I used the L4P B4 driver and their triple Luxeon V MCPCB with external MOSFET and temp sensor. This means 5 wires to the MCPCB rather than just 2 which made for some fiddly soldering, but it allows for much quicker, more granular temperature control, and more efficient heat dissipation thanks to the external FET. It’s quite a sophisticated little build and it works really well. You can set the temperature stepdown threshold wherever you please with the L4P driver, so I increased it a bit since the stock 65C was quite tame :slight_smile:

All in all, I’m extremely impressed with this build and the quality of L4P’s hardware. But… I’m wondering if I can go even better and brighter with the S2+ host…. What say you all?

I’m jealous of your soldering skills hcanning, those joints look immaculate! :open_mouth:

I’m not gonna lie, they came pre-soldered from L4P, which was a nice surprise as I wasn’t expecting them to, nor did I pay for this service. But soldering the 5 wires onto the driver was very fiddly and I’m quite pleased with the results of that (forgot to take photos so you’ll have to take my word for it)! My cheapy Amazon iron has done me well over the years and I’ve never had any trouble soldering onto MCPCBs or anything really.

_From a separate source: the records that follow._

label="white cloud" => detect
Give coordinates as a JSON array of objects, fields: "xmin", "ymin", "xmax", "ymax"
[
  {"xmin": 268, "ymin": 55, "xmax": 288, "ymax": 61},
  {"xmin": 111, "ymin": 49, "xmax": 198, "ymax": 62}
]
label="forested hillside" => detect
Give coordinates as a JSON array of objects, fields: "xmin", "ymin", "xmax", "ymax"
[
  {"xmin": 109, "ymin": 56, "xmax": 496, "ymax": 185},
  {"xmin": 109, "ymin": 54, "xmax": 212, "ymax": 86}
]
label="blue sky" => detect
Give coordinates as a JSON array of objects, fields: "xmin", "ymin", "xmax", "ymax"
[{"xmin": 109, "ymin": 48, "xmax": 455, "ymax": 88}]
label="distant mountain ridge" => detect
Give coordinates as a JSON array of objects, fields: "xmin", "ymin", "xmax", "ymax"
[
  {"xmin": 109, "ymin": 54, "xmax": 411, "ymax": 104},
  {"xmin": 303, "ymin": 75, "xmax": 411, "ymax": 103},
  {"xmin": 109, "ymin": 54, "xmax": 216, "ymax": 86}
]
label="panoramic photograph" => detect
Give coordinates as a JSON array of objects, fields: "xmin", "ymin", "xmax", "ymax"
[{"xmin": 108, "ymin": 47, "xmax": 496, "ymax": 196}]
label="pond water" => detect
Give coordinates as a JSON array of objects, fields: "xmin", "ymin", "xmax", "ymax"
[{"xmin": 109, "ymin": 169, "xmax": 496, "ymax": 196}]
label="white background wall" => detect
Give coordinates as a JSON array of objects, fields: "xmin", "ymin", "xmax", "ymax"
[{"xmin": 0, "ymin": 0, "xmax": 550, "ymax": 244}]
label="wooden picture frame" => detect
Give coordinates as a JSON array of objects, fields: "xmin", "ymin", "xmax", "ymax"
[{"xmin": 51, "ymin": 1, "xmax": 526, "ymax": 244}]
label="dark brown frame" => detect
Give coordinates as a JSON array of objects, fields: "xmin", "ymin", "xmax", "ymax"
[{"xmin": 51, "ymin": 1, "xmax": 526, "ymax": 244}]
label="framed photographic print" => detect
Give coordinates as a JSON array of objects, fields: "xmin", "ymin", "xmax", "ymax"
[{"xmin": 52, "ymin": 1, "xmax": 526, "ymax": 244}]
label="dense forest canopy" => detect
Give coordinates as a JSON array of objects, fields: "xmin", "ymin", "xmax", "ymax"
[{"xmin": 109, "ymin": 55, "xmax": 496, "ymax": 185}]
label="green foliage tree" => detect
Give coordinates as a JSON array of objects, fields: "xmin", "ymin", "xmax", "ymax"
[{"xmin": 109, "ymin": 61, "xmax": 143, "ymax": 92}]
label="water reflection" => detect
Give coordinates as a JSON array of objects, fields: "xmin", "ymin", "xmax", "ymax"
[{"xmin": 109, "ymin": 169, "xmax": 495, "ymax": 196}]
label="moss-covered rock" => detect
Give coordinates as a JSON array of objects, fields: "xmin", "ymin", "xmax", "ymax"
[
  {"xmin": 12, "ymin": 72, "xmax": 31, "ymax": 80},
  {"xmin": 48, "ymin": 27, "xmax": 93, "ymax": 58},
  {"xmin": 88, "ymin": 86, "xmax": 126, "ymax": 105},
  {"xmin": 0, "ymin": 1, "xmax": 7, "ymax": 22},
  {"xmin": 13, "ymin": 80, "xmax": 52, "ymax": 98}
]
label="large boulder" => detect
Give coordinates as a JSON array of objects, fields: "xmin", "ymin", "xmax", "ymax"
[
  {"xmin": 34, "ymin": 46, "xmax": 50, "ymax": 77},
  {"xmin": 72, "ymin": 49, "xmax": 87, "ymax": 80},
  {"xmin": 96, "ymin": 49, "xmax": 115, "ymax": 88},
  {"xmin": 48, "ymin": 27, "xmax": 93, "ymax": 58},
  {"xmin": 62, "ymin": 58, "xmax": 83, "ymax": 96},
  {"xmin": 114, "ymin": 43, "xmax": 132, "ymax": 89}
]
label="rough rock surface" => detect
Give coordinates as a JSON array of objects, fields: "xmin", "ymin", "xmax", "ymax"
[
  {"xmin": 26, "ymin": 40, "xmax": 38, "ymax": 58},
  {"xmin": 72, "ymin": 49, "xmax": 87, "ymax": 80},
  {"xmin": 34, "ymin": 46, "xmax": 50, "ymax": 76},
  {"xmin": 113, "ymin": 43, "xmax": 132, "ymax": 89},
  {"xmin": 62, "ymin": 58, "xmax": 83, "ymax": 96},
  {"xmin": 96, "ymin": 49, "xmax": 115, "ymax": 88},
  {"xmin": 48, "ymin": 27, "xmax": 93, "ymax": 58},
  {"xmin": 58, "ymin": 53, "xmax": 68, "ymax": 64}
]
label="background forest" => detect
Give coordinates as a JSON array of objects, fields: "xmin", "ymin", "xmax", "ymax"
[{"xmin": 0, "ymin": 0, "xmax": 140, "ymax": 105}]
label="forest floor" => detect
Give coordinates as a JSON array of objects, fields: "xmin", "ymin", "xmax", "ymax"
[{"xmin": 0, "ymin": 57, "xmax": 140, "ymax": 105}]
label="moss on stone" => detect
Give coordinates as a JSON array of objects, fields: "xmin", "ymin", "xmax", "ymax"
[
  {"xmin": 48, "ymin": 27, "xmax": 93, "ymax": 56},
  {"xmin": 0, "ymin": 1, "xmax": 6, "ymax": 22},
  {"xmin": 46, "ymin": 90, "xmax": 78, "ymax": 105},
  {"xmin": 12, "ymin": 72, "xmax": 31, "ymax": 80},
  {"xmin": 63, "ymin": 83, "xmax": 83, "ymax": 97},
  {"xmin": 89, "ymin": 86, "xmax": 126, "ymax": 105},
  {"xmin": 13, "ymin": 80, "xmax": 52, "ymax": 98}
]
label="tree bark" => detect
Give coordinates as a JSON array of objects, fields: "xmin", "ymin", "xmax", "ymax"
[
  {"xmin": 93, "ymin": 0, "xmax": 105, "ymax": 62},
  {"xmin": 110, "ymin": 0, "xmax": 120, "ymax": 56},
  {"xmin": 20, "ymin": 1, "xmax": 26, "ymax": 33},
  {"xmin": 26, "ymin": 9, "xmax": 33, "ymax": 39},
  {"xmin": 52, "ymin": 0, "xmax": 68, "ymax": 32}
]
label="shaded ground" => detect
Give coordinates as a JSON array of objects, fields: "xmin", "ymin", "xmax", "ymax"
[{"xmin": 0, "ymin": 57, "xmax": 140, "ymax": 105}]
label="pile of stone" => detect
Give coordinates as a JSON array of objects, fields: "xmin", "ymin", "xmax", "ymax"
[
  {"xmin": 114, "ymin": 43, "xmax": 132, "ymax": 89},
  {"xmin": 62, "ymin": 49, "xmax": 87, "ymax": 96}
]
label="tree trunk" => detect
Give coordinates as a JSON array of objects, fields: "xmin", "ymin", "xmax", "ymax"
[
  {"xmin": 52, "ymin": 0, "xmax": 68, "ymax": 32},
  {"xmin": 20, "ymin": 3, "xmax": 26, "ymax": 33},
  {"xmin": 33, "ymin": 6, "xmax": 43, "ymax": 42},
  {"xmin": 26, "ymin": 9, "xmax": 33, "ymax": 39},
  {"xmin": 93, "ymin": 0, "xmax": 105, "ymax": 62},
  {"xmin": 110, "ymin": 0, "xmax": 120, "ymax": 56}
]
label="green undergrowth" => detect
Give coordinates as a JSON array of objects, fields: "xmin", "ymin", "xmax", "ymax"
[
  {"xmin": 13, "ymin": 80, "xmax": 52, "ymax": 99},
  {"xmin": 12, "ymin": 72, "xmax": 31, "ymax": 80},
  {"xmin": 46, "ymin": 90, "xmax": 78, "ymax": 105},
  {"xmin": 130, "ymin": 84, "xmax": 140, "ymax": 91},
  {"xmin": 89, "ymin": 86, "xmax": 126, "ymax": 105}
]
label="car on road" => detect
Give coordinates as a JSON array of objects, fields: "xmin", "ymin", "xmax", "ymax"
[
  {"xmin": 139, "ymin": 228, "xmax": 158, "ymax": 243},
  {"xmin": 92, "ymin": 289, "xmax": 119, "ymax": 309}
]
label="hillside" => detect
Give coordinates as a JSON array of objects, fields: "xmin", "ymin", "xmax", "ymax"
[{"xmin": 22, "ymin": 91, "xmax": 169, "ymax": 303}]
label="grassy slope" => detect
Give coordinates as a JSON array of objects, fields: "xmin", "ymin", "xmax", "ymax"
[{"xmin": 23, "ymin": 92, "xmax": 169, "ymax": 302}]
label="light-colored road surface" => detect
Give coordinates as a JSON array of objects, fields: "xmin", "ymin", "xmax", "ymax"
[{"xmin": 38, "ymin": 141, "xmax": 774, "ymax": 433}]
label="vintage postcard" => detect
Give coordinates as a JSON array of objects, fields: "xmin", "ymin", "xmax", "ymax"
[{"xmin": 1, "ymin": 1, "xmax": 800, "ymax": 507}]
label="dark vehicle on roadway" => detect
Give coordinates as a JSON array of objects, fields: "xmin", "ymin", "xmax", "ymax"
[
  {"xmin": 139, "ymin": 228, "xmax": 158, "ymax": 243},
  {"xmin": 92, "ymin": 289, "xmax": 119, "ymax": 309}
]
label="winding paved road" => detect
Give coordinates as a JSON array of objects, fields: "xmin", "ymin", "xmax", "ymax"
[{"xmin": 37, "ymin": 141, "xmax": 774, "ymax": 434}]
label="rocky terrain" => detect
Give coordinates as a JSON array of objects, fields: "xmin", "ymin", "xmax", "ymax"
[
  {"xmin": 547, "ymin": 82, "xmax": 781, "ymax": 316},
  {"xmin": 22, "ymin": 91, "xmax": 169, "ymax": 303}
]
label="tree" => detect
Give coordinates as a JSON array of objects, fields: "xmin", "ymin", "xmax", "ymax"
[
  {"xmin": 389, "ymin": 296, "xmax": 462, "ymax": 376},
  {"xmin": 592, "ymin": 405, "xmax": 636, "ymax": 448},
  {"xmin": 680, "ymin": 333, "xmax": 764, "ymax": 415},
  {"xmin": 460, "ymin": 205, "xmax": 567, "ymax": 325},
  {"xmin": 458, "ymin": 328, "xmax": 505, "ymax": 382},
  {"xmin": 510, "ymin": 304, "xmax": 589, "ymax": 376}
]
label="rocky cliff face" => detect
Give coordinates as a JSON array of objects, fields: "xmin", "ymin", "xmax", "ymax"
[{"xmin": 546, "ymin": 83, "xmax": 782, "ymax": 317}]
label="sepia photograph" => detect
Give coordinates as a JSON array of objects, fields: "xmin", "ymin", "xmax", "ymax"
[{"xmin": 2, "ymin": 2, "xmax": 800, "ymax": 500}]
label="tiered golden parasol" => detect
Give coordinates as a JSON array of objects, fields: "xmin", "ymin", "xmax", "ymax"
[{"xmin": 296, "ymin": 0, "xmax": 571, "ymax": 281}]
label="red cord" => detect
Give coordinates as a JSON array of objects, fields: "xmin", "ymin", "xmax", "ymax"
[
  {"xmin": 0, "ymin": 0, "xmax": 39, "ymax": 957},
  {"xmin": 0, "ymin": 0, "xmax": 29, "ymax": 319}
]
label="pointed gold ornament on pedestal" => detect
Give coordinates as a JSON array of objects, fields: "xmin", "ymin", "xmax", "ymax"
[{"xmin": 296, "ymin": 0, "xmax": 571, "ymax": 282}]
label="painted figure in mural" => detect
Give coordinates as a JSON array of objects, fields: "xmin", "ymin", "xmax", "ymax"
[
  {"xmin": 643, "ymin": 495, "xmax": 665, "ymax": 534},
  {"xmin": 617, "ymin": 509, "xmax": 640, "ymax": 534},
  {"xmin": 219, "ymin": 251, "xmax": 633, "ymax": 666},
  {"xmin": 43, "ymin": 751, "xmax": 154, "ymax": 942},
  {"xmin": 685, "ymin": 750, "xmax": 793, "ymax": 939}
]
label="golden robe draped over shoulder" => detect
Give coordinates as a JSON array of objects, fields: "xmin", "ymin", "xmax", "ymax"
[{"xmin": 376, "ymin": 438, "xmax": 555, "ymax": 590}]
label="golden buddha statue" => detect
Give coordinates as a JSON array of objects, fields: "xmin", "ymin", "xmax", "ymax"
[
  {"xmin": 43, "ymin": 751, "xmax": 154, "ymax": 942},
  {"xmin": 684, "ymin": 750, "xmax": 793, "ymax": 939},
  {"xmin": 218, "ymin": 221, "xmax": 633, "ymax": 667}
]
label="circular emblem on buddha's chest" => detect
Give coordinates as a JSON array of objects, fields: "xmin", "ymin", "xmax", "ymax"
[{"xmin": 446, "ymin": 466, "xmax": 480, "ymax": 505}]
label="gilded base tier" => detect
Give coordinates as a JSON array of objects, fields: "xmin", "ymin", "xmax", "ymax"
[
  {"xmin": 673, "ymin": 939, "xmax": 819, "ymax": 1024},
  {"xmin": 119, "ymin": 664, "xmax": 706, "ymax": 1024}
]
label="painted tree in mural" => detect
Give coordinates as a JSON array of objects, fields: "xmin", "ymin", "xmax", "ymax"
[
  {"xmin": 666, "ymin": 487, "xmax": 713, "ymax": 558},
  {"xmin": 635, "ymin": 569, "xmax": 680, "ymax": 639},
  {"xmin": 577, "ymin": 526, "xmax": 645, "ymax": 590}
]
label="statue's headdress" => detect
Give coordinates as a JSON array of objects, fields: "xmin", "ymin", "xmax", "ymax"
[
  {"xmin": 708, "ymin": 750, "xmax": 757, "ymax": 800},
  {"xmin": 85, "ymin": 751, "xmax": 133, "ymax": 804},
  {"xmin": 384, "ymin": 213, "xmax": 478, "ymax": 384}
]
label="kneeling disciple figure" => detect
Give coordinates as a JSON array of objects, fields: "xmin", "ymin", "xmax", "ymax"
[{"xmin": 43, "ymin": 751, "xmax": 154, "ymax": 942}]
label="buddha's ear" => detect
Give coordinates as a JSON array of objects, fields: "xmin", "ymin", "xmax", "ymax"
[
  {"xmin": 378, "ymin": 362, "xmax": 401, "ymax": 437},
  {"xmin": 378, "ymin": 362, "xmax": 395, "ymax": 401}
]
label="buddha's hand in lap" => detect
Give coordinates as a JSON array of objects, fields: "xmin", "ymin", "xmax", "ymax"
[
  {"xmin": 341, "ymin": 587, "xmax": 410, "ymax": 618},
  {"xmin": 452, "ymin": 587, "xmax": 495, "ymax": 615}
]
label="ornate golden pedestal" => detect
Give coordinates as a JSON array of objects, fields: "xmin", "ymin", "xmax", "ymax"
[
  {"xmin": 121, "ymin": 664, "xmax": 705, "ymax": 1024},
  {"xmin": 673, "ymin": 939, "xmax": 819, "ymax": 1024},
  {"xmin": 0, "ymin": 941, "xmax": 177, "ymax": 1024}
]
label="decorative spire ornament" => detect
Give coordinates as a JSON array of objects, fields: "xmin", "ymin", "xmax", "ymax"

Well done L4P then :slight_smile:
And a very nice mod hcanning, this may be the hottest S2+ one can build these days.

Thanks! I’d love to know if there’s any way of going even hotter for my next build :sunglasses:

Jam 4 of them in there… :smiley:

:open_mouth:

Details?!


The inside is well-illuminated :stuck_out_tongue:

I’m afraid I don’t understand the external FET reasoning. The FET doesn’t typically produce heat, but the emitters on a copper star sure do. Why move the FET from the tame pcb of the driver to the hot MCPCB of 3 emitters? That seems counterintuitive to me.

So much to learn, so little time…

+1 with Dale, though I've been too embarrassed to ask...

L4P's CC drivers do result in the FET's getting hot though, just seems odd to put it on the known hot MCPCB. Obviously though it must work somehow because I'm sure L4P tests all this stuff out.